4. Portability Across Programming and Memory Models
Compiler optimization safety and transformation portability between concurrency models is resolved by syntactic constraints on transformation effects. For porting optimizations from Sequential Consistency (SC) to Total Store Order (TSO), the sufficiency criterion is to avoid both introduction and elimination of writes and to rule out a specific "triangular race" write–read inlining pattern. Any transformation satisfying these constraints and proved SC-safe is also TSO-safe, providing a single-policy global guarantee.
In formal terms, portability is retained if the effect neither adds nor removes writes and does not satisfy the TSO-unsafe write–read inlining pattern; the pattern is explicitly defined by a set of program order and event relations among threads and memory locations (Gopalakrishnan et al., 24 Apr 2025). Extension to the Strong Release Acquire (SRA) model is achieved by relaxing TSO constraints further; SRA accepts all SC-safe transformations except those introducing write elimination or creation.
5. Black-Box Performance Modeling and Abstraction Strategies
Symbolic black-box modeling approaches enable the construction and calibration of analytical or empirical performance models, portable across GPU architectures. Given a high-level kernel representation, the number of performance-critical operations (FLOPs, loads, stores, barriers) is automatically extracted, and execution time is modeled by a weighted sum or nonlinear cost function, with device-specific weights learned via microbenchmark calibration (Stevens et al., 2019). The result is a cost-explanatory model, readily transplantable to any target OpenCL device, and with error rates typically 8% for a range of linear algebra and stencil kernels.
In quantum software, empirical evidence shows that highly abstract mathematical formulations (e.g., QUBO for optimization, variational circuit ansatz for RL) function as natural portability substrates. Transitioning between frameworks (Qiskit, Pennylane, TFQ, Ocean) is readily accomplished via concise translation layers per framework, usually requiring only minor API substitutions. Pursuing maximal abstraction ("piling on") via an intermediate representation often adds complexity without measurable reduction in porting effort, given that quantum-specific code rarely exceeds 500 lines (Schönberger et al., 2022).
6. Practical Guidelines and Recommendations
- Favor abstraction frameworks (SYCL, Kokkos, RAJA) for robust source and performance portability in heterogeneous accelerator environments, but profile and autotune critical kernels per target.
- Use transfer learning for ML model portability: freeze feature extraction layers, retrain heads, or distil soft targets; always validate on small, labeled target-domain samples.

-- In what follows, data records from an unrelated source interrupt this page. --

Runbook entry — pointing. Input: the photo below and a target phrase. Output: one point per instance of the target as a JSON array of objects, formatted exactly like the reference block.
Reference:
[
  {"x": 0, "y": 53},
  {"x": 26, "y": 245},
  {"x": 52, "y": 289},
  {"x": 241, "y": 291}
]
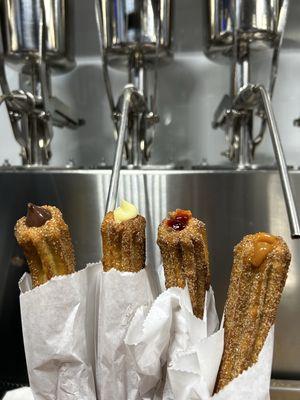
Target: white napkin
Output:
[
  {"x": 159, "y": 332},
  {"x": 19, "y": 394},
  {"x": 121, "y": 293},
  {"x": 192, "y": 374},
  {"x": 58, "y": 321}
]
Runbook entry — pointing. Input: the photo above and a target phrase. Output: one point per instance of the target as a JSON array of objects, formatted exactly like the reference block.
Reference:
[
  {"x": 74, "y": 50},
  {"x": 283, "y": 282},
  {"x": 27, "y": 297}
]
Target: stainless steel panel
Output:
[
  {"x": 252, "y": 19},
  {"x": 231, "y": 203},
  {"x": 21, "y": 20},
  {"x": 285, "y": 390},
  {"x": 143, "y": 25}
]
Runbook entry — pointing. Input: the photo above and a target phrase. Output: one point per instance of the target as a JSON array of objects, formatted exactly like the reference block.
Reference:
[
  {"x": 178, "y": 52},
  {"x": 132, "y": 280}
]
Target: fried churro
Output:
[
  {"x": 258, "y": 276},
  {"x": 183, "y": 244},
  {"x": 123, "y": 239},
  {"x": 46, "y": 241}
]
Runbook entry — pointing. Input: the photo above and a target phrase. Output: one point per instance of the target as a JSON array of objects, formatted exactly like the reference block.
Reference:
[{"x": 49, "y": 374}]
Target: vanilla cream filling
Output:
[{"x": 125, "y": 212}]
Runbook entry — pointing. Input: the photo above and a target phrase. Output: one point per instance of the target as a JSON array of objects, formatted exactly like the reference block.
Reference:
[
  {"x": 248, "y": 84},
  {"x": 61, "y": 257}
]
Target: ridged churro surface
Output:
[
  {"x": 123, "y": 244},
  {"x": 258, "y": 276},
  {"x": 47, "y": 248},
  {"x": 185, "y": 257}
]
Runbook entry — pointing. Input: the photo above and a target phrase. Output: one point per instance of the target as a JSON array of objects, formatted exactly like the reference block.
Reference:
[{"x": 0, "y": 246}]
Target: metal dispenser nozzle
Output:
[
  {"x": 236, "y": 28},
  {"x": 137, "y": 33},
  {"x": 36, "y": 37}
]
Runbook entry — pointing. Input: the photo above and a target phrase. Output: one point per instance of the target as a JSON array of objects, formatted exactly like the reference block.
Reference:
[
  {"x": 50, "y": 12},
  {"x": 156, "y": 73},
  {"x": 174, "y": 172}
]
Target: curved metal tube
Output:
[
  {"x": 131, "y": 99},
  {"x": 283, "y": 172},
  {"x": 254, "y": 96}
]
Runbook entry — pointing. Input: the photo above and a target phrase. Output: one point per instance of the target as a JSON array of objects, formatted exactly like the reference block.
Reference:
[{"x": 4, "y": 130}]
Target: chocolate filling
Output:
[{"x": 37, "y": 216}]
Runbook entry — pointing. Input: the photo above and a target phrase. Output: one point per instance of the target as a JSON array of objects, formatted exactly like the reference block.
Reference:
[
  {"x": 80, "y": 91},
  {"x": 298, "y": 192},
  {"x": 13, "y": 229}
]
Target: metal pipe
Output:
[
  {"x": 129, "y": 102},
  {"x": 283, "y": 172}
]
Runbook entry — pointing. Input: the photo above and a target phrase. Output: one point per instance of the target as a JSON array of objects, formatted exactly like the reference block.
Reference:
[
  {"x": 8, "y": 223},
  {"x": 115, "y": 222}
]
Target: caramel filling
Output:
[{"x": 263, "y": 245}]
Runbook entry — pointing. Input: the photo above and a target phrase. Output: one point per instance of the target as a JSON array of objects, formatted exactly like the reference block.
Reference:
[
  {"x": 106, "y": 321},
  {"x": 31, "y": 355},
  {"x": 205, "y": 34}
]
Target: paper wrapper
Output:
[
  {"x": 121, "y": 294},
  {"x": 58, "y": 321},
  {"x": 19, "y": 394},
  {"x": 192, "y": 374},
  {"x": 158, "y": 333}
]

- For compiler optimizations, enforce syntactic safeguards (no new writes/eliminations, no triangular write–read inlining) to guarantee memory model portability.
- Adopt fixed, hardware-anchored or curatorial repository baselines for per-platform efficiency metrics, and aggregate via mean (arithmetic or harmonic) to yield robust, monotonic performance-portability measures (Marowka, 2024).
- In quantum and code-centric domains, minimize code complexity and porting effort by expressing algorithms in their canonical mathematical form and employing thin, framework-specific glue.
Cross-model portability is thus achievable in a range of computational domains, but necessitates principled structuring of source and abstraction boundaries, comprehension of domain-specific model shift, adherence to rigorous evaluation metrics, and platform-tuned optimization strategies.